Contra Costa Health Services officials closed the school Friday because of the outbreak, but allowed it to reopen today to students, faculty and staff members who could prove that they were symptom-free and taking antibiotics, according to Contra Costa Health Services.
Public health nurses were at the school this morning screening students and staff members.
People who choose not to take antibiotics will not be allowed back to school for 21 days. If they remain symptom-free, they will be allowed back May 30, according to county health officials.
People with symptoms of whooping cough, also known as pertussis, will not be allowed back to school until they have completed a five-day course of antibiotics.
The school, which is in an unincorporated part of the county, has about 300 students between kindergarten and 12th grade and at least half of the infected children are in kindergarten, according to health officials.
The East Bay Waldorf School reportedly has an unusually high number of children who are not vaccinated against the infection, health officials said. The vaccine, which is not mandatory under state law, would have prevented most children at the school from contracting the disease, Dr. Wendel Brunner, the county's health services public health director, said.

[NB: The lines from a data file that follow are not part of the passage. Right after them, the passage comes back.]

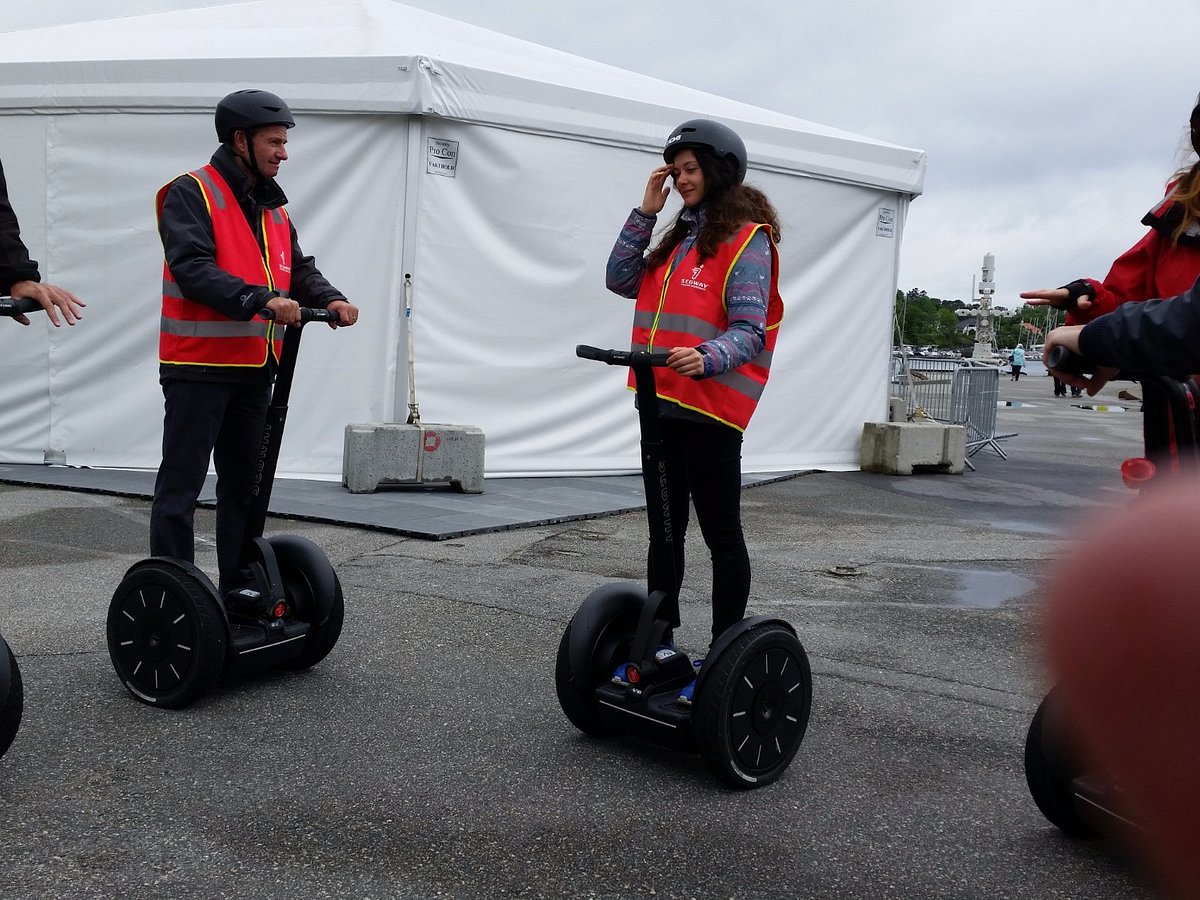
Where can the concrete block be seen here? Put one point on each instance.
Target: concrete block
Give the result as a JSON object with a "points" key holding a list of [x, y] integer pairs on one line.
{"points": [[394, 454], [904, 448]]}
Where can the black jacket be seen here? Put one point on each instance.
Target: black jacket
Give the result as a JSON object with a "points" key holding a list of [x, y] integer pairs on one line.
{"points": [[186, 231], [1153, 337], [15, 262]]}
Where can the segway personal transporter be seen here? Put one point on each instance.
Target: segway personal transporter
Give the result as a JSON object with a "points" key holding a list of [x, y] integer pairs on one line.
{"points": [[12, 694], [171, 635], [1079, 802], [751, 701]]}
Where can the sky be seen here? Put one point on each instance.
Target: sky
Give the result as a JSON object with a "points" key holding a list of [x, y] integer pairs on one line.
{"points": [[1050, 126]]}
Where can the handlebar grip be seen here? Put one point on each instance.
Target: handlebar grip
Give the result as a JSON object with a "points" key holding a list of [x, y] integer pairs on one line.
{"points": [[586, 352], [307, 313], [623, 358], [13, 306]]}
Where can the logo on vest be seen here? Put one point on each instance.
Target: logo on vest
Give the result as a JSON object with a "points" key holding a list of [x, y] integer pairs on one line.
{"points": [[694, 281]]}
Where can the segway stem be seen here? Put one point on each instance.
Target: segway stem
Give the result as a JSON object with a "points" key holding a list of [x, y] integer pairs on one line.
{"points": [[13, 306], [273, 430]]}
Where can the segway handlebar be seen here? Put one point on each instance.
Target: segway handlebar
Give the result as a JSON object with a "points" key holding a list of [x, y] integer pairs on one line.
{"points": [[622, 358], [15, 306], [307, 313]]}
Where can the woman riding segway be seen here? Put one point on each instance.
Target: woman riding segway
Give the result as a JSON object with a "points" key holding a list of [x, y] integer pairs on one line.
{"points": [[705, 325]]}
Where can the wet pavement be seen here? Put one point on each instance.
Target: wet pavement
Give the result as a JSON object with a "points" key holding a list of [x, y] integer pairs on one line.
{"points": [[429, 757]]}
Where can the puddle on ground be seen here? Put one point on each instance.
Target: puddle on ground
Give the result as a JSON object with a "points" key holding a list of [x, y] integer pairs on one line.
{"points": [[985, 589], [1099, 407]]}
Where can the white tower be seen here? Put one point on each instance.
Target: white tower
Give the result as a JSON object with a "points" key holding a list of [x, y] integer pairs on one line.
{"points": [[985, 333]]}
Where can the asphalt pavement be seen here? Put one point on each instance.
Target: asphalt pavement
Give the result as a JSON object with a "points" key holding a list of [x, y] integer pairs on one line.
{"points": [[427, 755]]}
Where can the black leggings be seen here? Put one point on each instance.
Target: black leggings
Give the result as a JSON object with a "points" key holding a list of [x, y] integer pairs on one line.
{"points": [[705, 465]]}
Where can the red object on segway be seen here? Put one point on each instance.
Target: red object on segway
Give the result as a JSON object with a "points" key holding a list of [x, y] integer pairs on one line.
{"points": [[171, 635], [1137, 471], [12, 693]]}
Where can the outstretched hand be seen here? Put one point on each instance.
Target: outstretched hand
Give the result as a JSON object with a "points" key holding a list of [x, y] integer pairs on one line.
{"points": [[657, 191], [53, 299]]}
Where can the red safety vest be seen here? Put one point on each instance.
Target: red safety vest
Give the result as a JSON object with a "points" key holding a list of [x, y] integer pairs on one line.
{"points": [[684, 306], [193, 334]]}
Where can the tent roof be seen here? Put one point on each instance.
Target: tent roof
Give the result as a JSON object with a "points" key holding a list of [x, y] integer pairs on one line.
{"points": [[378, 55]]}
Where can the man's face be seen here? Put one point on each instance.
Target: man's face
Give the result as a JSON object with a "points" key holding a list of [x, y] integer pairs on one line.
{"points": [[270, 149]]}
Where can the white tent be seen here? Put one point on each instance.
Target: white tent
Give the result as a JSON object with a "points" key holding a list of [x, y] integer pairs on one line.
{"points": [[496, 172]]}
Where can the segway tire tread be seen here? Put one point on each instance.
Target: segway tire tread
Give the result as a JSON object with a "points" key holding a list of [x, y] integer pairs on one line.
{"points": [[323, 636], [1050, 772], [13, 705], [751, 708]]}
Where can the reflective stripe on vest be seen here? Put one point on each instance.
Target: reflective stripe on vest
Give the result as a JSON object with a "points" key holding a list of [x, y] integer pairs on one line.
{"points": [[193, 334], [676, 309]]}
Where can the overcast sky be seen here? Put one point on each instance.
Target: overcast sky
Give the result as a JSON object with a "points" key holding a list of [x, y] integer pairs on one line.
{"points": [[1051, 126]]}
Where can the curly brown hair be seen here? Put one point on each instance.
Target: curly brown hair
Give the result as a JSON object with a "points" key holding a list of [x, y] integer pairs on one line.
{"points": [[727, 207]]}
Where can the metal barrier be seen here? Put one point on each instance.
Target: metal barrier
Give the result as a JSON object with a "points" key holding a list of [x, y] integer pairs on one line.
{"points": [[954, 393], [924, 384]]}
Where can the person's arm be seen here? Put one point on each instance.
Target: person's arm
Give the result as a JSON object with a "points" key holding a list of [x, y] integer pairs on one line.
{"points": [[1157, 336], [311, 288], [15, 262], [18, 273], [627, 262], [1129, 279]]}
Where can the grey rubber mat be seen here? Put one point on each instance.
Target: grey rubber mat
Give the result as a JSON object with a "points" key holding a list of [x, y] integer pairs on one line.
{"points": [[421, 511]]}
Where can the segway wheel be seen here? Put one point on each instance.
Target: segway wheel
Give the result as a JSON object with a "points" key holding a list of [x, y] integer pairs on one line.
{"points": [[597, 640], [315, 594], [751, 708], [1051, 769], [166, 635], [13, 705]]}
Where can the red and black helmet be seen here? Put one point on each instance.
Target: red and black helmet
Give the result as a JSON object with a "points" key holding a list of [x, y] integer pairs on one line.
{"points": [[250, 109]]}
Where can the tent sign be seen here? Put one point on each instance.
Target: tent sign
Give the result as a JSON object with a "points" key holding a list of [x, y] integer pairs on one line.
{"points": [[886, 225], [441, 157]]}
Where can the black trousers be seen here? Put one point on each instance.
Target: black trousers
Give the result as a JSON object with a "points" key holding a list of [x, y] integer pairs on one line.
{"points": [[217, 420], [705, 466]]}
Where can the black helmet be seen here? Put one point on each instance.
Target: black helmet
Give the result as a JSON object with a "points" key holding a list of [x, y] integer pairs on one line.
{"points": [[250, 109], [719, 138]]}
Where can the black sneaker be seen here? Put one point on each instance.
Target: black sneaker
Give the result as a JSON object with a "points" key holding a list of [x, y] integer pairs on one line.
{"points": [[246, 601]]}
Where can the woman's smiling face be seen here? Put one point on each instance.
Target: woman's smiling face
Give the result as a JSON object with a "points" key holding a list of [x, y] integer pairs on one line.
{"points": [[689, 178]]}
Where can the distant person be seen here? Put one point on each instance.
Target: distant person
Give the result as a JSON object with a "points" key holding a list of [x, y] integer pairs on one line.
{"points": [[216, 359], [1164, 263], [708, 293], [19, 276], [1122, 622], [1018, 361]]}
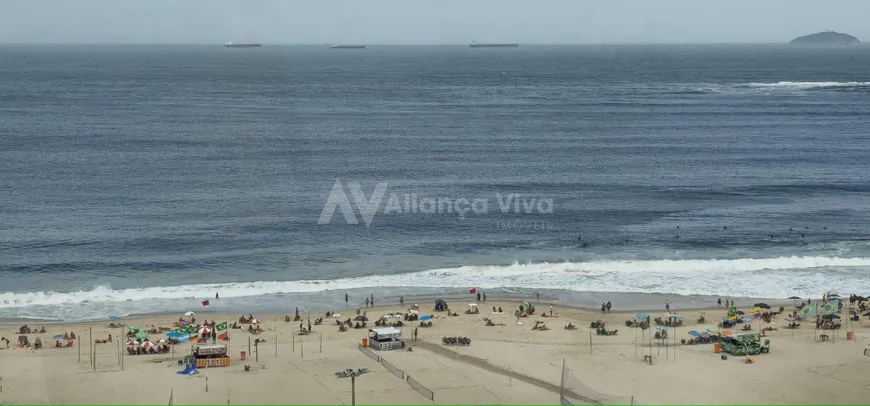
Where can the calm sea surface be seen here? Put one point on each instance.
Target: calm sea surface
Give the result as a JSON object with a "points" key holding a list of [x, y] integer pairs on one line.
{"points": [[144, 178]]}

Once thought to have been virtually wiped out in the United States, cases of whooping cough have been on the rise in California, in part because some people fear that the vaccine can cause seizures, attention deficit hyperactivity disorder and autism.
According to health officials, however, studies have found no connection between the vaccine and serious health complications.
Whooping cough, which gets its name from the characteristic gasping sound of a person fighting for breath while coughing, is spread through the air when someone coughs or sneezes, or by other close contact. The disease can be fatal in infants and can last for months in children and adults.
Other complications of the infection include vomiting, pneumonia, seizures and brain damage.
People who have symptoms of the illness are urged to get treated and not to attend public events.